Kabul: The number of civilians killed in Afghanistan rose by 15 percent to 2,777 in 2010 from a year earlier, the Afghan Independent Human Rights Commission (AIHRC) and the UN Assistance Mission for Afghanistan (UNAMA) said in a joint report Wednesday.
A total of 2,080 or 75 percent of civilian toll were attributed to insurgency related violence, up 28 percent from the figure in 2009, the report said.
It said 55 percent of all fatalities, or 1,141 deaths had been inflicted by suicide bomb attacks and IED blasts(Improvised Explosive Device).
Afghan and NATO-led forces were responsible for 440 civilian deaths or 16 percent of all the fatalities.
Other 257 or nine percent of civilian deaths were not caused by any party to the conflict, it said.
"We all know that there is no military solution to the conflict," said Staffan de Mistura, the head of UNAMA, at a joint press conference with chairperson of AIHRC Sima Samar and the visiting UN Assistant Secretary-General for Human Rights, Ivan Simonovic.

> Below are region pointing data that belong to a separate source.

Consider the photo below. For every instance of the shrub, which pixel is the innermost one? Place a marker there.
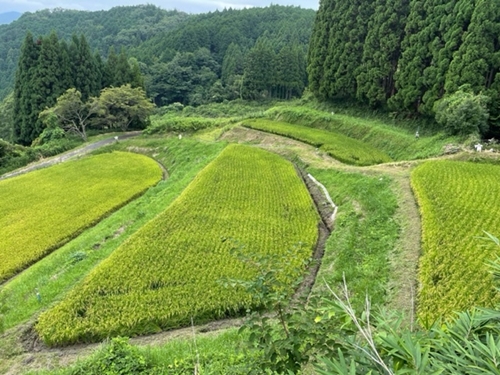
(463, 112)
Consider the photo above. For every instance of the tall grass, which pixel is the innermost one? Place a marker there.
(397, 142)
(364, 234)
(55, 275)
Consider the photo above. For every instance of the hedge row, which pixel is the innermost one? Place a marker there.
(338, 146)
(41, 210)
(170, 271)
(458, 201)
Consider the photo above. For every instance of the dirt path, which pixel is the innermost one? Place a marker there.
(69, 155)
(404, 258)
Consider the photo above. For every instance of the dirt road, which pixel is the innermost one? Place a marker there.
(69, 155)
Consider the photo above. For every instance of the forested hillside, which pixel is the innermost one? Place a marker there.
(405, 55)
(118, 27)
(192, 60)
(249, 53)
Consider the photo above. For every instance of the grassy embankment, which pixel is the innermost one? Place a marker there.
(458, 201)
(350, 222)
(338, 146)
(170, 271)
(57, 273)
(397, 142)
(42, 210)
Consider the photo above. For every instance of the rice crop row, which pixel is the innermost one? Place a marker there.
(458, 201)
(170, 271)
(42, 210)
(338, 146)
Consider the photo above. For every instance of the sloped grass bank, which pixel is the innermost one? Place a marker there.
(58, 272)
(338, 146)
(44, 209)
(458, 201)
(398, 143)
(364, 236)
(170, 271)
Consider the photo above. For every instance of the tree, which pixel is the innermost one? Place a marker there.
(381, 51)
(121, 106)
(7, 118)
(463, 112)
(259, 73)
(232, 64)
(85, 72)
(71, 113)
(24, 116)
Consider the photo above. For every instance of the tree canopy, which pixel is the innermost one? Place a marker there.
(405, 55)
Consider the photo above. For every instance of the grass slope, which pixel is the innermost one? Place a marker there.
(398, 143)
(170, 271)
(42, 210)
(365, 234)
(58, 272)
(458, 201)
(338, 146)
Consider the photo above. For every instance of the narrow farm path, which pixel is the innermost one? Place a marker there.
(69, 155)
(26, 353)
(404, 258)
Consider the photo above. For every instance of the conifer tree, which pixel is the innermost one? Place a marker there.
(232, 64)
(381, 52)
(453, 18)
(477, 61)
(122, 71)
(47, 86)
(108, 75)
(345, 51)
(318, 46)
(99, 67)
(259, 73)
(423, 40)
(85, 78)
(65, 67)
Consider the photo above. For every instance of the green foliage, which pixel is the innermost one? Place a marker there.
(455, 210)
(405, 55)
(124, 26)
(119, 107)
(55, 274)
(463, 112)
(172, 271)
(338, 146)
(181, 124)
(366, 231)
(286, 345)
(69, 197)
(7, 118)
(398, 143)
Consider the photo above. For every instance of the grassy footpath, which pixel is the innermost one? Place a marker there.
(398, 143)
(458, 201)
(365, 233)
(42, 210)
(57, 273)
(338, 146)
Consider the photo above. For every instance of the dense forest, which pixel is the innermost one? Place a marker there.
(118, 27)
(406, 55)
(188, 59)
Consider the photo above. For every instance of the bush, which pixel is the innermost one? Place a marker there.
(463, 112)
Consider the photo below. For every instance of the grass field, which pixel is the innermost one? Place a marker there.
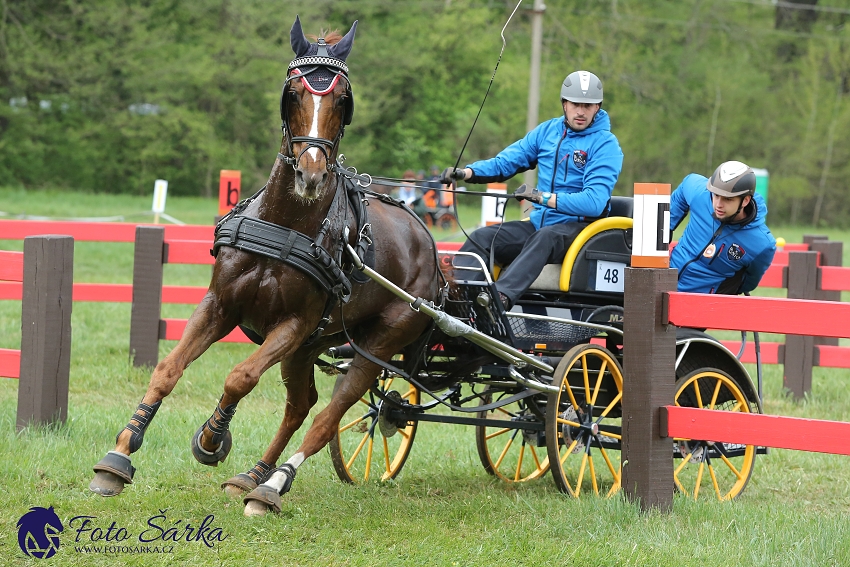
(443, 510)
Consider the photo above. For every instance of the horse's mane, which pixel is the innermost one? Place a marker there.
(331, 37)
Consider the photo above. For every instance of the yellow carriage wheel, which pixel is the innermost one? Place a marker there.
(369, 444)
(584, 424)
(704, 468)
(513, 455)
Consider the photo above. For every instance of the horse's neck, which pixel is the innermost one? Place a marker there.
(280, 205)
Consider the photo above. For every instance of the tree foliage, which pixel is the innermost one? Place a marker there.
(112, 94)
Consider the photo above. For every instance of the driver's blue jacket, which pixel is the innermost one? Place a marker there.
(580, 167)
(711, 258)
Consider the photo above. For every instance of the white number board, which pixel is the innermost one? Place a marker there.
(610, 276)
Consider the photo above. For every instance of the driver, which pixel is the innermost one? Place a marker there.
(726, 247)
(578, 161)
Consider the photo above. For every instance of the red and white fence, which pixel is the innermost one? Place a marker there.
(42, 275)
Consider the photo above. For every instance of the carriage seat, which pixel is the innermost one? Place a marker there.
(608, 239)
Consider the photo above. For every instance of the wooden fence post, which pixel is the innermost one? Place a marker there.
(799, 350)
(147, 295)
(649, 369)
(831, 253)
(45, 330)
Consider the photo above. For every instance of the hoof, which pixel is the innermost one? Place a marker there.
(111, 474)
(106, 484)
(211, 458)
(238, 485)
(263, 496)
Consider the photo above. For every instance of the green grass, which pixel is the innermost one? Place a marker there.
(442, 510)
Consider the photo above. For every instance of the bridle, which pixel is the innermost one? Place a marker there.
(303, 68)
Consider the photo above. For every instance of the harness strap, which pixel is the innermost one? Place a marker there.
(286, 245)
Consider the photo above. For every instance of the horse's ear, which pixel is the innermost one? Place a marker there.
(341, 49)
(300, 43)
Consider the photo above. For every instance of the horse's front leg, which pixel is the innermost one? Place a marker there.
(212, 442)
(204, 327)
(383, 338)
(266, 496)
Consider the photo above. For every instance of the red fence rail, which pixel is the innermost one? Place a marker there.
(649, 417)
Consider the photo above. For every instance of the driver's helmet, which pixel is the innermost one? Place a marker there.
(582, 87)
(732, 179)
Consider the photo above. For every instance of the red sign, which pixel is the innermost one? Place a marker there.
(229, 187)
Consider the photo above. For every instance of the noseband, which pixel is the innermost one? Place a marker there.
(318, 68)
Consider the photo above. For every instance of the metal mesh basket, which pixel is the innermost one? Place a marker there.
(540, 331)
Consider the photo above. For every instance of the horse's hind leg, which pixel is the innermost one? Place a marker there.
(211, 442)
(298, 375)
(204, 328)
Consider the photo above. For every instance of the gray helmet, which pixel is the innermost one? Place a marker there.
(582, 86)
(732, 179)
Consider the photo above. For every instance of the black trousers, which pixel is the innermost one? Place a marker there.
(526, 250)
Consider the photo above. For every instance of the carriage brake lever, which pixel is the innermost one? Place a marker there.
(483, 299)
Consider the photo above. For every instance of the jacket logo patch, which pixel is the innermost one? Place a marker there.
(580, 158)
(735, 252)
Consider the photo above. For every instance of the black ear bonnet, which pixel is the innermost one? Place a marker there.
(318, 66)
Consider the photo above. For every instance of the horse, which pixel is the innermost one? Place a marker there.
(281, 269)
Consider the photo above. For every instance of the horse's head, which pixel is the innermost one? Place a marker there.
(315, 107)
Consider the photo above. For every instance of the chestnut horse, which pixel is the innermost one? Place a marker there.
(280, 272)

"We also know that everybody agrees there should be search for political solution, but now we are asking formally, strongly and firmly on behalf of Afghan people that 2011 should also see a search for the protection of civilians by all sides," de Mistura said.
"Protection of civilians in armed conflicts means protection of basic human rights such as right to life, security and freedom of movement and respect for the international humanitarian law by all parties to the conflict," said Simonovic.

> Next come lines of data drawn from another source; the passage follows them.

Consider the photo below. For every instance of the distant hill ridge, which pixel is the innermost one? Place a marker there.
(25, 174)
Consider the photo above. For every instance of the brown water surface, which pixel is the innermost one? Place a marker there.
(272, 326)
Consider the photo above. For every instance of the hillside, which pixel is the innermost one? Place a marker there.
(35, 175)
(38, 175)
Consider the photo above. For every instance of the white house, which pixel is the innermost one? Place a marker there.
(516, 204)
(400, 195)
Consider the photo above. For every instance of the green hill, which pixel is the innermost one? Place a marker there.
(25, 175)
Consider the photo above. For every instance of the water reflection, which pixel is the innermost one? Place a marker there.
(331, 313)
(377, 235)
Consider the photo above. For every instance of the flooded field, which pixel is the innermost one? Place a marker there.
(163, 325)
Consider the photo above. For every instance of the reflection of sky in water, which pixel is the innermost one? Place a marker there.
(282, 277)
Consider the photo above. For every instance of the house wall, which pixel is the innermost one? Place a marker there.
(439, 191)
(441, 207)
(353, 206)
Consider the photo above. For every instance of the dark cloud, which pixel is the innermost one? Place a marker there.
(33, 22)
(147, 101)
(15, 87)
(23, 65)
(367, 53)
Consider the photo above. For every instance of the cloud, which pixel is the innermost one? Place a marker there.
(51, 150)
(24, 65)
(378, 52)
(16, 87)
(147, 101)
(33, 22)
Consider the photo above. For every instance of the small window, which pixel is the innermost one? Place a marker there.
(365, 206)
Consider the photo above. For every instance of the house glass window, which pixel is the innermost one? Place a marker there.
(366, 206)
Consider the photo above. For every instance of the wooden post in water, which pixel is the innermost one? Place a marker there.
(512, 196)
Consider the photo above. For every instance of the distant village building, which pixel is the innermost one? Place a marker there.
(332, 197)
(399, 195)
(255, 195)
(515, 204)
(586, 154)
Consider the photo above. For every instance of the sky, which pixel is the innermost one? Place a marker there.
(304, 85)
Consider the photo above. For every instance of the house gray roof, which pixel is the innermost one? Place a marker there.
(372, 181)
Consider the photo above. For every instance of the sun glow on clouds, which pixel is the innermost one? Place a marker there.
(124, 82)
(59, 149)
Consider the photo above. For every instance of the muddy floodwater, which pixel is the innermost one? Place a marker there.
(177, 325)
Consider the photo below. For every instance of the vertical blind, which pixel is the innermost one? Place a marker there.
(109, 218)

The UN and AIHRC have urged all the parties to take immediate steps to reduce civilian casualties.
The report also called on foreign forces in Afghanistan to make their investigation and reporting on civilian casualties more transparent.
Head of Afghan human rights watchdog Samar said her group is concerned over 105 percent increase in assassination that left 462 civilians dead with half of them in the country`s south where Taliban insurgents are active.